Mosque in Klang, Selangor, Malaysia

The Klang Chinese Muslim Jamek Mosque (Malay: Masjid Jamek Cina Muslim Klang) is a mosque and cultural landmark located in Taman Desawan Dua, Bandar Botanik, Klang, Selangor, Malaysia. The mosque was officially opened to the public on 22 August 2024. It is the first mosque in the state of Selangor to feature traditional Chinese architecture and serves as a symbol of cultural and religious harmony in Malaysia.

== Architecture ==
The mosque's design draws inspiration from the architecture of the Great Mosque of Xi'an located in China, which is one of the oldest and largest mosques in the world. The mosque features prominent Chinese architectural elements, such as curved traditional Chinese roof structures and a three-story pagoda-shaped minaret. The mihrab area in the main prayer hall is decorated with Chinese calligraphy indicating the direction of Mecca. The unique architecture of the mosque is also complemented by a garden-concept landscape and a koi pond.

== Facilities ==
Built on a 1.2-hectare site, the mosque can accommodate up to 1,000 worshippers at a time. In addition to the main prayer hall, other facilities provided in the mosque complex include a cultural center, library, lecture room, souvenir shop, and food court. To accommodate visitors and the community, the mosque also provides copies of the Quran equipped with Mandarin translations.

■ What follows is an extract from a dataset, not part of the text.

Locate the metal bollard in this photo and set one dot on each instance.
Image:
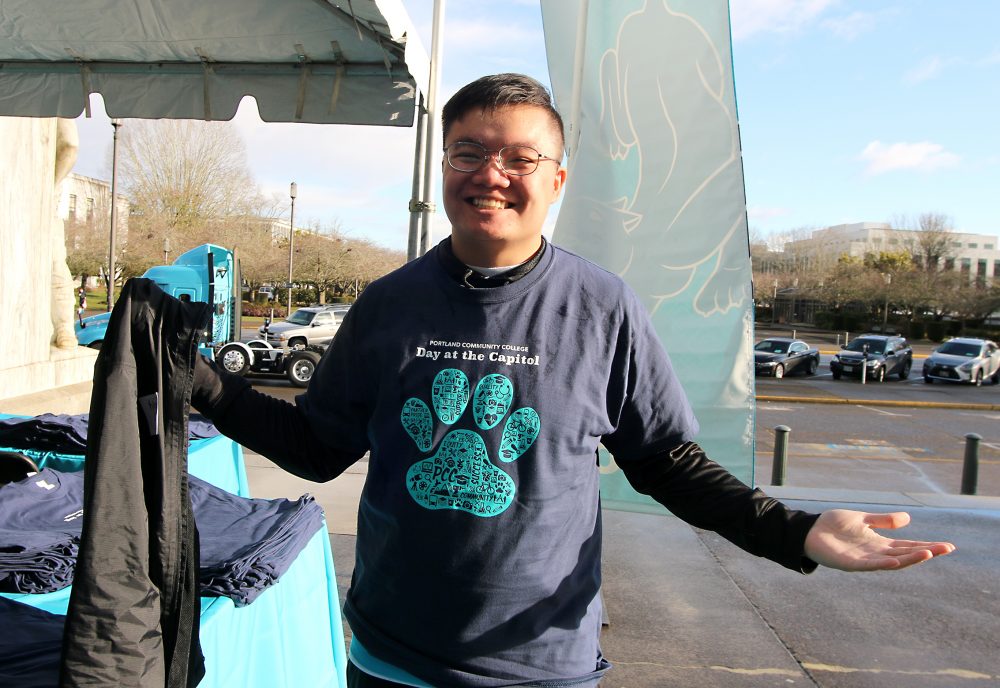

== History and construction cost ==
The development of the Klang Chinese Muslim Jamek Mosque received the royal consent of His Royal Highness the Sultan of Selangor, Sultan Sharafuddin Idris Shah. The construction cost of the mosque was approximately RM19.3 million and was fully funded through allocations from the Selangor State Government, the Malaysian Chinese Muslim Association (MACMA), as well as public donations.

The manager of this mosque is Ahmad Mujahid Muhammad Zan, while the official imam position is held by Adlu Kan Yong Sheng.

== Purpose ==
The construction of this mosque contributes significantly to the Islamic tourism sector in Selangor by attracting both local and foreign visitors. It was also built to counter negative perceptions from certain parties and to convey a clear message that embracing Islam does not mean one has to discard their identity or forget their original cultural heritage.